A team led by Professor Peter Doerner receive the award for their project ‘Putting the plant in the driving seat: artificial intelligence for crop performance’.
Peter’s laboratory studies how plants control their growth. Plants evolved to adapt their growth to constantly changing conditions in their surrounding environment.
Extreme environmental changes affect a plant’s ability to regulate their metabolism, hampering their growth.
Many crops produce on average only 20-40% of their genetically encoded yield potential, due to environmental stress.
The project aims to develop a plant-computer interface, to directly measure the plant’s responses to its environment and subsequently modify the environment to achieve specific growth outcomes.
The project team also includes Professor Sotirios Tsaftaris, Dr Chris Wood and Dr Karl Burgess.
Professor Susan Rosser and Dr Liz Fletcher from the UK Centre for Mammalian Synthetic Biology, receive the award for their project ‘Make a step change in medicine by engineering new cell-based therapies that can simultaneously combine precise detection of a disease with a targeted treatment’.
Synthetic biology aims to design and engineer biologically based parts, new devices and systems as well as redesigning existing, natural biological systems.
Susan’s project aims to genetically engineer cells that can simultaneously combine diagnosis of a disease with a targeted treatment that prevents disease progression or provides a cure.
Developing implantable or circulating ‘surveillance’ cells that recognize and process the information associated with disease related changes would allow earlier detection.
The disease could be treated before it develops or progresses by programming the cells to produce a therapeutic molecule, such as an antibody or drug.
The Principal’s Innovation awards, established in May 2020, support proof-of-concept work to help develop new potentially transformative projects.
They are designed to enable researchers to turn innovative ideas into ambitious, large-scale research proposals.

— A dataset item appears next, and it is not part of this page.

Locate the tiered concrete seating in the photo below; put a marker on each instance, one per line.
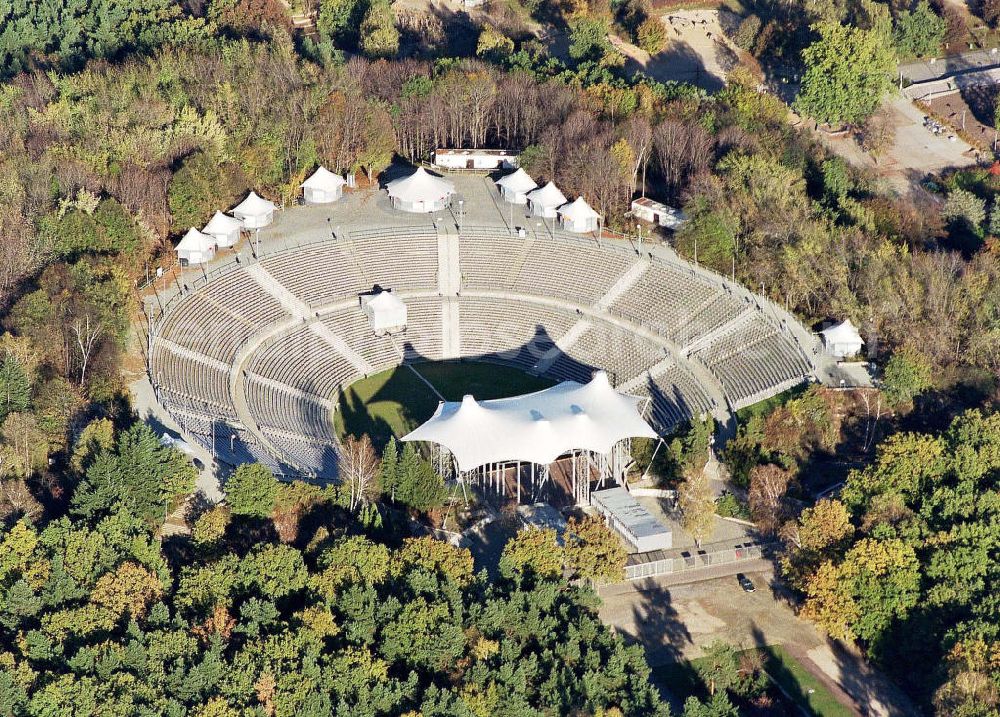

The awards were coordinated by Edinburgh Innovations, whose support for staff includes help to access funding streams, working with the College Deans of Research and Edinburgh Research Office.
These seven innovative project proposals show real ambition and creativity, of the kind that can tackle today’s big challenges. I congratulate all the winners and look forward to seeing the projects’ progress.
Excellent proposals have emerged in response to the competition, reflecting the power of Edinburgh’s researchers to have real impact, at a time when innovation is more important than ever.